地域と交流 裾野広げる
公益財団法人・兵庫県障害者スポーツ協会からこのほど、功労賞を受けた。これまでに選手として2度、全国障害者スポーツ大会に出場。公認障害者スポーツ指導者資格中級も取得した。丹波市の障がい者スポーツサークル「ふれあい」の代表を務め、交流大会や講演会を企画したほか、パラリンピック正式種目「ボッチャ」の県協会理事に就任。障がい者スポーツの裾野を広げている。
建築土木業に従事していた37歳のとき、作業中の屋根から落下。脳挫傷による重体となり、生死をさまよった末に両足、右手、目に障がいが残った。
自立生活訓練センター(神戸市)に入所したものの運動には無関心だった。
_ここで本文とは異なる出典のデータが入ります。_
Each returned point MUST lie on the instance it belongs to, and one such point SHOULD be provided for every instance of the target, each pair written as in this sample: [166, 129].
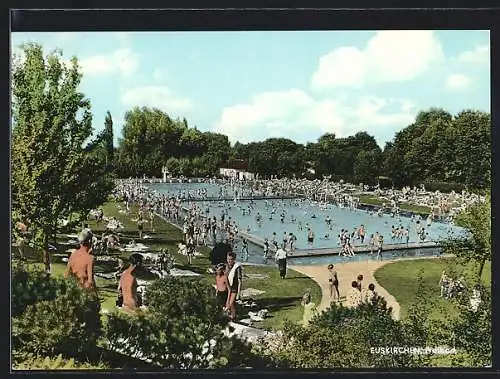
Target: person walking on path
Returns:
[280, 257]
[310, 309]
[369, 295]
[128, 286]
[81, 262]
[310, 236]
[234, 279]
[333, 283]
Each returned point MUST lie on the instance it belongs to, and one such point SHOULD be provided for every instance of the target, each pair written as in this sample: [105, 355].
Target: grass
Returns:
[374, 200]
[282, 297]
[400, 280]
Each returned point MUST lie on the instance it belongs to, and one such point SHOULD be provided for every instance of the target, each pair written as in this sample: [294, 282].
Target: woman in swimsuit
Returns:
[334, 283]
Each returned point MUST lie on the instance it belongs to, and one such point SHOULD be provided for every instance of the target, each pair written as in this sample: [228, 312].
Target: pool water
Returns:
[299, 215]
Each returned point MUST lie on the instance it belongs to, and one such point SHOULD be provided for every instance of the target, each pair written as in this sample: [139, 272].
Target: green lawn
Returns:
[282, 297]
[374, 200]
[400, 280]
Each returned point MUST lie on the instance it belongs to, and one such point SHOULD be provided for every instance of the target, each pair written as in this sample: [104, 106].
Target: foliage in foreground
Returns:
[181, 328]
[56, 316]
[341, 338]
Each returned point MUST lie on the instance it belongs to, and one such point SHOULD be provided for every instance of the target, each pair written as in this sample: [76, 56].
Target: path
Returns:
[347, 272]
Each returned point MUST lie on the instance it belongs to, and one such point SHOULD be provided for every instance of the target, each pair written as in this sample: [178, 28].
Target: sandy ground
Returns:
[347, 272]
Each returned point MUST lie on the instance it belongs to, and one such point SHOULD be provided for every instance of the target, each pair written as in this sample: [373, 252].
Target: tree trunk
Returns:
[481, 267]
[46, 254]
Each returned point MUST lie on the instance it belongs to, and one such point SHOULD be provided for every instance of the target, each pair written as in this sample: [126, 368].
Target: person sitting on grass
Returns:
[140, 225]
[369, 295]
[333, 283]
[221, 286]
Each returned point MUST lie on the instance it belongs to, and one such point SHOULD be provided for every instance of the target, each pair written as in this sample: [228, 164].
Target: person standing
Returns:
[234, 279]
[333, 281]
[81, 262]
[310, 309]
[293, 240]
[128, 286]
[359, 282]
[372, 244]
[354, 295]
[280, 257]
[362, 233]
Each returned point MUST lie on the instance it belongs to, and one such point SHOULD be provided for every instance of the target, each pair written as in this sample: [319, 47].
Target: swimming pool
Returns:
[263, 217]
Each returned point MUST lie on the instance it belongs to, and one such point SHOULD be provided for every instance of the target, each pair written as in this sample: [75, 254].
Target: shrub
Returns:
[343, 337]
[32, 362]
[69, 324]
[30, 285]
[445, 187]
[180, 329]
[176, 298]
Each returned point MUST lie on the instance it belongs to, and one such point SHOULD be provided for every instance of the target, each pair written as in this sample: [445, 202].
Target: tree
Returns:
[343, 337]
[108, 127]
[52, 171]
[476, 246]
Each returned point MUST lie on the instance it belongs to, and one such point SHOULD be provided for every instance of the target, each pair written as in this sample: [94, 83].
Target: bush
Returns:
[69, 324]
[32, 362]
[343, 337]
[30, 286]
[180, 329]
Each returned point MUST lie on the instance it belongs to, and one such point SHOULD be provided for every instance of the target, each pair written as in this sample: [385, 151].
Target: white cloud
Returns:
[457, 81]
[390, 56]
[480, 55]
[295, 115]
[155, 96]
[122, 60]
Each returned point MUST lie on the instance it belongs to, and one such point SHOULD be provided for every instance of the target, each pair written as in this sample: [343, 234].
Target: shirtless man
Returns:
[81, 261]
[128, 286]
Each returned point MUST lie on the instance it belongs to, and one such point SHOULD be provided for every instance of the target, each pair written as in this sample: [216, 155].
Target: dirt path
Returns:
[347, 272]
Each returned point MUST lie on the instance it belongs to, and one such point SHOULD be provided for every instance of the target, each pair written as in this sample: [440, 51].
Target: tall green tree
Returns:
[108, 127]
[53, 173]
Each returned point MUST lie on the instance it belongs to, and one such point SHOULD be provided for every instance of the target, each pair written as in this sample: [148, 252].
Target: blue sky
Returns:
[294, 84]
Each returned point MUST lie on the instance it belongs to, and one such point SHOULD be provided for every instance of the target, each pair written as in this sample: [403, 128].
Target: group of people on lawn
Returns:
[81, 266]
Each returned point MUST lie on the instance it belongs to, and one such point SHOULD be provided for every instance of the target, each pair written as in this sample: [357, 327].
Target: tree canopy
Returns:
[56, 170]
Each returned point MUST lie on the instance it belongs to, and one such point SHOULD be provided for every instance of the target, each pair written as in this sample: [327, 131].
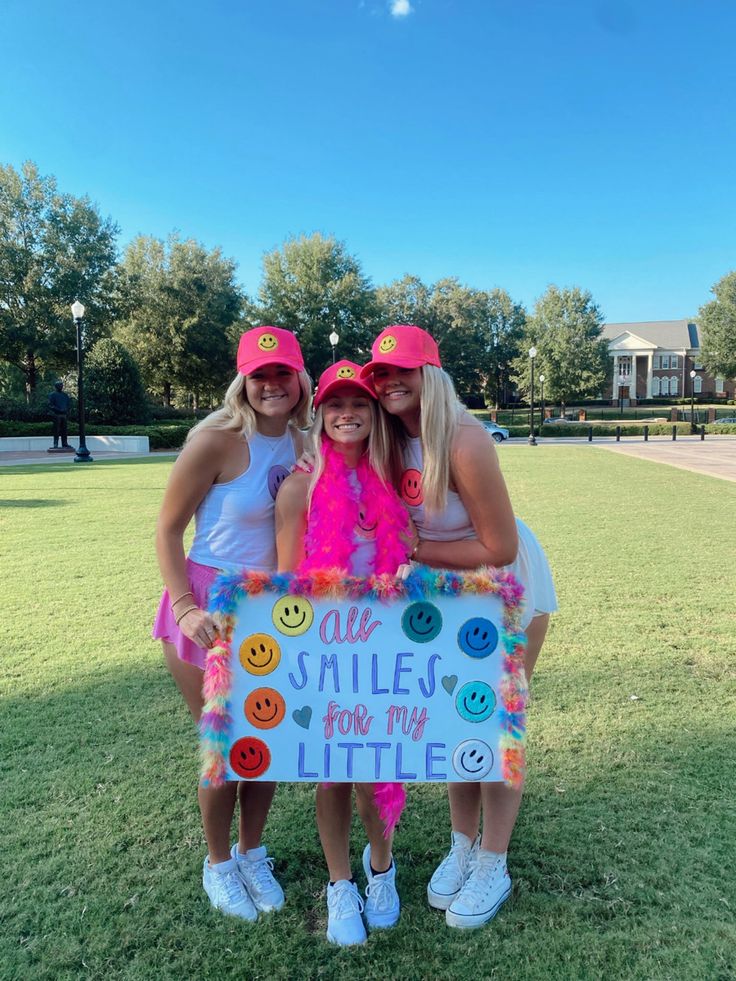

先輩や仲間から「今できることにチャレンジしよう」と叱咤激励されるうちに心が動かされた。「それまで自分は治るものだと思い込んでいた。『現状の機能を維持することが大切』といろんな人から言われ、自分の中で区切りがついたんでしょうね」と振り返る。
2002年から全国大会に向けた練習を始め、06年の「兵庫のじぎく大会」で車いすの100メートル走とソフトボール投げで上位入賞。08年の「チャレンジ!おおいた大会」では新種目、ジャベリックスローで優勝。「1年だけの日本記録保持者。翌年にはすぐに記録が破られた」と笑う。
指導者の資格を取ったことで、いろんなことを吸収し、伝えたいという意識が高まったという。「障がいのあるスポーツ選手、指導者などとの出会いのおかげで、表彰をいただけた。感謝の気持ちでいっぱい。みんながやりたいと思うスポーツを、いろんな地域の人と交流しながら広めていきたい」59歳。